I think all these questions and doubts boil down to a basic fear of “What if I’m not good enough?” I know deep down that I am capable of leading these students and that everything will work out if I put in the effort and trust God to work in me and through me. Yet doubt still manages to creep in.
After that meeting, I needed a moment to myself to just breathe and think and listen to music, so I went on a walk. I let myself feel those frustrations and fears once again and came back feeling somewhat better.
The next day, emails kept coming, draining my spirits once again. I went on a bike ride later that day out of boredom and need to get out of the house and found my thoughts in a better place.
They landed and lingered on my first semester in the Honors College, which focused on leadership. I found myself remembering my favorite quote by Booker T. Washington which reads, “Nothing comes to one that is worth having except as a result of hard work,” along with a similar quote by Theodore Roosevelt that reads, “Nothing worth having comes easy.”
These quotes reminded me of an essay I wrote during my first semester comparing Niccolò Machiavelli and Aristotle’s leadership philosophies. My thesis for that essay reads, “Ultimately, Aristotle’s leadership methods are more valuable, gratifying, and rewarding because practicing virtue is more difficult than practicing dishonesty.”
As I reflected on this paper and these two philosophers, I realized yet again the value in hard work. I remembered that just because something is difficult to acheive or difficult in practice doesn’t mean it isn’t worth pursuing.
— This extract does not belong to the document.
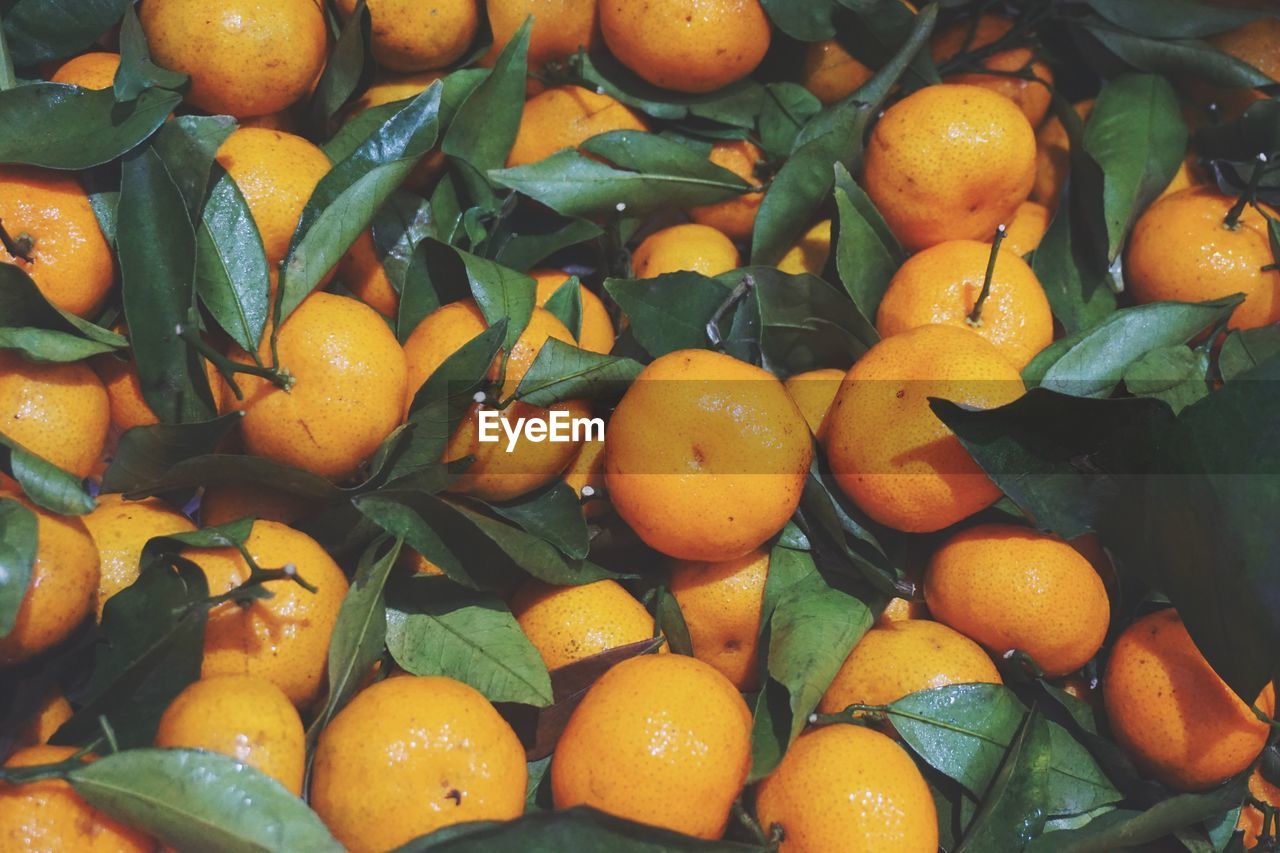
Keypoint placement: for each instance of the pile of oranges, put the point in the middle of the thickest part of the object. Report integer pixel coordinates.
(247, 521)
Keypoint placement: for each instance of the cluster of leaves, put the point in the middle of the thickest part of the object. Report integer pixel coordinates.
(1136, 427)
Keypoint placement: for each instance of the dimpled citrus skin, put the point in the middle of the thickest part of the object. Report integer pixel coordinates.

I realized that this coming semester may pose challenges that the others didn’t, but the things I will learn and the ways in which I grow will be worth the academic toil and giving of my time.
It’s been a couple days since I wrote the portion of blog post above this line (minus revising), and I must say, it’s a bit wild how quickly our feelings can change.
Only a few days ago I resonated with every word in this post. Today, and even yesterday, the thought of school starting in a week has me unphased. I’m actually looking forward to it (?!?!?!).
I attribute these new and improved feelings to prayer and time; the two things that always seem to pull an emotional and frustrated Megan out of a rut. So thank you, Jesus for renewing my spirit and refreshing my outlook, and thank YOU for reading another one of my blog posts.